山形県の山あいにある実家で、茅葺き職人を目指していた渋谷真子さん。仕事中に屋根から落下する事故で脊髄を損傷し、下半身まひに。当時、現場で一緒に働いていた父は「ごめんな」と何度も謝り、自分を責めていたそうです。(全3回中の1回)
屋根の葺き替え作業中に落下

── 仕事中に事故に遭われたそうですが、どのような状況だったのですか。
渋谷さん:父と一緒に茅葺き屋根の葺き替え作業をしていて、屋根から落下してしまったんです。私は山形県の山あいの集落に住んでいて、自宅も茅葺き屋根です。父は自営の茅葺き職人で、個人のお宅や酒蔵さんの依頼で仕事をしています。
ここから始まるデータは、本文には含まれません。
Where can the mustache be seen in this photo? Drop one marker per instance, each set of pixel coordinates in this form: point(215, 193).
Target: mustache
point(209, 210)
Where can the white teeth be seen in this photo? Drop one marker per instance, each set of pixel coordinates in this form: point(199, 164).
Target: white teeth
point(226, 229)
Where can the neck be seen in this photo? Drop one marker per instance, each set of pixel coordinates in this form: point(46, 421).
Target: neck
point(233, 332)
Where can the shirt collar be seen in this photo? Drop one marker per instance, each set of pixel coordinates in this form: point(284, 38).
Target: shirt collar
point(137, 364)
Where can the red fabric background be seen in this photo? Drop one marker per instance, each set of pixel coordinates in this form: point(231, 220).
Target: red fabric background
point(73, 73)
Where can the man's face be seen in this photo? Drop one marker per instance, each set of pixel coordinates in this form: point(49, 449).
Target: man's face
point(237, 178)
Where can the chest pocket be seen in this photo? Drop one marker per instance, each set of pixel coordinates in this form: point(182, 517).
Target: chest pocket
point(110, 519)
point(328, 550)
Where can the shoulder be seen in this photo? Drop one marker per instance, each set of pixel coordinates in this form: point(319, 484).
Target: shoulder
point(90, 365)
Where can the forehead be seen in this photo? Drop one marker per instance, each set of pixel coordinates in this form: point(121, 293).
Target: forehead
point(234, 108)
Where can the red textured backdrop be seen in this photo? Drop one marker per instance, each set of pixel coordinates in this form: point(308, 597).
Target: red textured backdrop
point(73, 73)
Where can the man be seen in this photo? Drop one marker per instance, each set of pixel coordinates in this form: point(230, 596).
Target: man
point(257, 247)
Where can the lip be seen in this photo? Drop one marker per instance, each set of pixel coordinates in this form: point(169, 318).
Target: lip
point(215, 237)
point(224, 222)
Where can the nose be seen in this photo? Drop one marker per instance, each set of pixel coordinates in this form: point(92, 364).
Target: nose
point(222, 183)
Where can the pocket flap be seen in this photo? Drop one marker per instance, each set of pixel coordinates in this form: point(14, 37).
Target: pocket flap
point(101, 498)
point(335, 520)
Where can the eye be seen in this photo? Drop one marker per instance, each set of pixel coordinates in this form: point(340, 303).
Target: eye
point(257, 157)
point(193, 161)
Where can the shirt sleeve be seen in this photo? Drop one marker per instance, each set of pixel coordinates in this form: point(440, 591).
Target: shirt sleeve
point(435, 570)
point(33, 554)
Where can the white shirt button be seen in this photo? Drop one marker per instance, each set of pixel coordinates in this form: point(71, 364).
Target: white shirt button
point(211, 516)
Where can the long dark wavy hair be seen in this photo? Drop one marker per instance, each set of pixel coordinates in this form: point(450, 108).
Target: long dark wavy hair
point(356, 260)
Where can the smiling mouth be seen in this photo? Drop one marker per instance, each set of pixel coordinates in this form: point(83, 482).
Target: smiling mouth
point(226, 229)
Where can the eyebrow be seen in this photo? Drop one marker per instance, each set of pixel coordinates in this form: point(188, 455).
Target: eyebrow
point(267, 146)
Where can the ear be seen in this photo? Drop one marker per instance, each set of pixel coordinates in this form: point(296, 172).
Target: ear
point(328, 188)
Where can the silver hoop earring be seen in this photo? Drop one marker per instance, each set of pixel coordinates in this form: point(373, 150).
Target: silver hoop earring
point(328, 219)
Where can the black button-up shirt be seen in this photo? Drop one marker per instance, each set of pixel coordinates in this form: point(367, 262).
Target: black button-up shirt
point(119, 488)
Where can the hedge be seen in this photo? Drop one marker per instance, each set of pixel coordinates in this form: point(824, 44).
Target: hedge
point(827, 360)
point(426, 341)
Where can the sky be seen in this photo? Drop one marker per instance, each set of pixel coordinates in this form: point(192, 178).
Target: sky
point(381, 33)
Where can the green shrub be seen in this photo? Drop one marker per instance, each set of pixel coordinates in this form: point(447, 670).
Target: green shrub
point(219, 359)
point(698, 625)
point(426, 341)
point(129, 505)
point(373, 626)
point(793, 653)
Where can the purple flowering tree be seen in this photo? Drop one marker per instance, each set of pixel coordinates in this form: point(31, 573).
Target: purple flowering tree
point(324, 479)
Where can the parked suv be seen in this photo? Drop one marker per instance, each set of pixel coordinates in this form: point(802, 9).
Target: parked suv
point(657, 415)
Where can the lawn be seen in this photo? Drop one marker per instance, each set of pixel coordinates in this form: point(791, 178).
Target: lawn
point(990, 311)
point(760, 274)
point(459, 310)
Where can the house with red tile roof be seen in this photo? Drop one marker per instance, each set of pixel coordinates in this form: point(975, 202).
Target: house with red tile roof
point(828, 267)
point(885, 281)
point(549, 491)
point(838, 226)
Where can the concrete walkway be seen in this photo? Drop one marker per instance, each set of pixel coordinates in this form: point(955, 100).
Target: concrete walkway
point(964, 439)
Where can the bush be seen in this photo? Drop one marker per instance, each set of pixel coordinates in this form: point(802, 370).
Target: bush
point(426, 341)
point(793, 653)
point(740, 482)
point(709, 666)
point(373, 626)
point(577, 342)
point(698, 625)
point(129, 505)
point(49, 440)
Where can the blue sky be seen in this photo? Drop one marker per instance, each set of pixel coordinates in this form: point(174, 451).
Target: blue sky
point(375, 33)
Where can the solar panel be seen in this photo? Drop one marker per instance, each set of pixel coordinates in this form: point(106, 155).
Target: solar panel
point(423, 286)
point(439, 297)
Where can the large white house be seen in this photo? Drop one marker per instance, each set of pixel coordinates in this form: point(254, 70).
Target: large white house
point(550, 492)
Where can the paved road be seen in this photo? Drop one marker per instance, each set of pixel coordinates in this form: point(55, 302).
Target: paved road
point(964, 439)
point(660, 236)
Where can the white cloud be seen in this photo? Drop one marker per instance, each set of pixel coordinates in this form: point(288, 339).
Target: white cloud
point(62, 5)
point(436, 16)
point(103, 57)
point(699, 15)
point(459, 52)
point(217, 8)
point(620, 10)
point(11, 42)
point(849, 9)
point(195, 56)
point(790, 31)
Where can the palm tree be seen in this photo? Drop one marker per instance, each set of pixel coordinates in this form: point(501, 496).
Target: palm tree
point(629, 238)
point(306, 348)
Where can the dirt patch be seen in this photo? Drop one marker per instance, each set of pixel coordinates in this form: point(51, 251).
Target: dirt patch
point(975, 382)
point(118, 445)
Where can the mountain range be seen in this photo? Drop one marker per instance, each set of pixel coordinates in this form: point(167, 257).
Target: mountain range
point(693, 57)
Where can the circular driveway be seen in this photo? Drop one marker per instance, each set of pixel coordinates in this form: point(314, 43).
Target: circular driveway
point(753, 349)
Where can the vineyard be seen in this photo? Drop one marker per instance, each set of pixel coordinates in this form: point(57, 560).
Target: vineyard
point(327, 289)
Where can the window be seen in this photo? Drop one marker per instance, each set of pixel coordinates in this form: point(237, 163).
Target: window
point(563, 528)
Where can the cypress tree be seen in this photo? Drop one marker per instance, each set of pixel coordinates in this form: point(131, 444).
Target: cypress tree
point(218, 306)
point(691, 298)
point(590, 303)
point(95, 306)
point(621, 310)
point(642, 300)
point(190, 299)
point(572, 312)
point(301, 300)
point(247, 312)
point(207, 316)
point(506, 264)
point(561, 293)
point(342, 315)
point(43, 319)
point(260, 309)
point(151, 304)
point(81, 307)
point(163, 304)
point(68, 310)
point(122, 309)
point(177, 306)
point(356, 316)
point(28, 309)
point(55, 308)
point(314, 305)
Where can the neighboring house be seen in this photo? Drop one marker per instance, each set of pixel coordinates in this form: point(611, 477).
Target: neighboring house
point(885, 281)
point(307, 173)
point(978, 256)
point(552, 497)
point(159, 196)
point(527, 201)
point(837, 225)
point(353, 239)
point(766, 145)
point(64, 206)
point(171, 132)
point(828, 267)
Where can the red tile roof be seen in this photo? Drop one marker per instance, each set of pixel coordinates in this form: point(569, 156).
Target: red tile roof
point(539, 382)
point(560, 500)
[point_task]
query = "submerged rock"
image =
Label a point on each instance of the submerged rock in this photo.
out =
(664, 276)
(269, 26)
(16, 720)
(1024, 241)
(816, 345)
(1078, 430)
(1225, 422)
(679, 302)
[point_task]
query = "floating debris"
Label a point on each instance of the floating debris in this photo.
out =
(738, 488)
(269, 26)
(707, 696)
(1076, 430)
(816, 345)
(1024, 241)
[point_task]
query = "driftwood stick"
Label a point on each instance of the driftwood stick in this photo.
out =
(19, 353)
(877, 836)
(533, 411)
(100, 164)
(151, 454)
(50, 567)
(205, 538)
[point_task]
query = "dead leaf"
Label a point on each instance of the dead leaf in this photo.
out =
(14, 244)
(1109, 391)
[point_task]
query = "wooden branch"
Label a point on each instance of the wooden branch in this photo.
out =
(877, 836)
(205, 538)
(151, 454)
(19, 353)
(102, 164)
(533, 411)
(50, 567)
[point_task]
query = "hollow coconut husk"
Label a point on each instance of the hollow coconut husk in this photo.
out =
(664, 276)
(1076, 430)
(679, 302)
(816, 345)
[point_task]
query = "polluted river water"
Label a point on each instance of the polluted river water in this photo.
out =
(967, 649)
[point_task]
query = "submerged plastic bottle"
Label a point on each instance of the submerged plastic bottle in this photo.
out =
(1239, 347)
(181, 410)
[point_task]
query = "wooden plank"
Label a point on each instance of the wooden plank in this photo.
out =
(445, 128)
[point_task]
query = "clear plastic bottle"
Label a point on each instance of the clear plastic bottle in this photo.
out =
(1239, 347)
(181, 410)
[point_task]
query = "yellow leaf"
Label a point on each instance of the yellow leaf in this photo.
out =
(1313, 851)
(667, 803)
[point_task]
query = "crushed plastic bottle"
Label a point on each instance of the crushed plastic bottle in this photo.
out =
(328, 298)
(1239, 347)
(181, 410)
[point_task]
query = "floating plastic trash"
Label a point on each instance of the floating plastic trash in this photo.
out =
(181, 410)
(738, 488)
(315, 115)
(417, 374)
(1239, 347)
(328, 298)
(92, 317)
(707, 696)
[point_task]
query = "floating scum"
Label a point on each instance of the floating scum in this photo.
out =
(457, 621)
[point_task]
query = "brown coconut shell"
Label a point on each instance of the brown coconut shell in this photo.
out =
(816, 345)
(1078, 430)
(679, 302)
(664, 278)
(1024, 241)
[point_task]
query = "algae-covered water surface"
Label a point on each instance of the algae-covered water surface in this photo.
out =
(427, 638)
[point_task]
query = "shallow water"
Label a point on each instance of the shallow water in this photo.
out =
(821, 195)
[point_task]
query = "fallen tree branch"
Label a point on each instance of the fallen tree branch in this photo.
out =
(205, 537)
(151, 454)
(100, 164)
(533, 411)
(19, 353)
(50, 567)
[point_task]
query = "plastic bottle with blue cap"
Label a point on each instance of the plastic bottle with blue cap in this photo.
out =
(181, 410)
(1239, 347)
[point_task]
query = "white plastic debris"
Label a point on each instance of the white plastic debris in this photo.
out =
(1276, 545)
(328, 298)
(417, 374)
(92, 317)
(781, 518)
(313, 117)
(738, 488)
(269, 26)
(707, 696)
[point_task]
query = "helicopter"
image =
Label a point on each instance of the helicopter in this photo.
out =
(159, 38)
私は会社員をしながら、ときどき父の仕事を手伝っていたのですが、26歳のときに会社を辞めて跡を継ぐことにしました。父は「継がなくていい」と言っていたのですが、このままだと技術を受け継ぐ人がいなくなってしまうと思ったので。
事故に遭ったのは、父の見習いで仕事を始めたばかりのころです。足場にまたがるように座って、横にいる父に茅を渡す作業をしていました。父が私のほうへ移動してくるので、私はずりずりと後ろへ下がっていきました。まだ足場が続いていると思って後ろに手をついたら、そこに足場はなく、そのまま3メートルくらいの高さから落下しました。
誰も見ていなかったので、どうやって落ちたかはわからないんです。ちょうど下に鯉の池があって、気がついたら腰から下は池に浸かっていて、上半身はうつぶせで池の縁に倒れていました。
── 意識はあったのですね。
渋谷さん:はい。ただ、水に浸かっている感覚がないから「おかしいな」とは思いました。お父さんに「早く池から出なさい」と言われて、初めて池に入っていることを認識したんです。自分のことよりも、ズボンのポケットに入れてあったスマホが水没したかもしれないと心配でした。「大丈夫なのか」と聞く父に、「いったんスマホを確認させて」と言って、スマホをポケットから取ってもらいました。スマホは無事で、インカメにして自分の状況を確認しながら、「そうだ、写真撮っちゃおう」と思って、そのまま何枚か撮りました。実は、YouTuberになったいま、「動画も撮っておけばよかった」と後悔しているんです。
── 冷静ですね。痛みはなかったのですか?
渋谷さん:痛みというより、胸から下に正座を崩したときのようなしびれがありました。駆けつけてくれた救急隊員の方に「これって、動けなくなる系ですか?」と聞いたのを覚えています。そのうち、救急車の中で寒気がしてきて、体が震えてきて。ひどい眠気もあったのですが「眠ったらこのまま死んでしまうかもしれない」と思って、「今すごく眠たいんですけど、寝ても大丈夫ですか」と確認したら、救急隊員の方に「いいですよ」と言われたので、「すぐに命に関わるケガではないんだな」とちょっと安心しました。落ちた瞬間は痛みを感じなかったんですけど、救急車の振動が背中に響いて痛くて。私が「痛い、痛い」と言うので、救急車がゆっくり走ってくれたのがわかって、「一刻を争うものではないんだな」と思っていました。病院には、後から車で追いかけた父のほうが先に着いていました。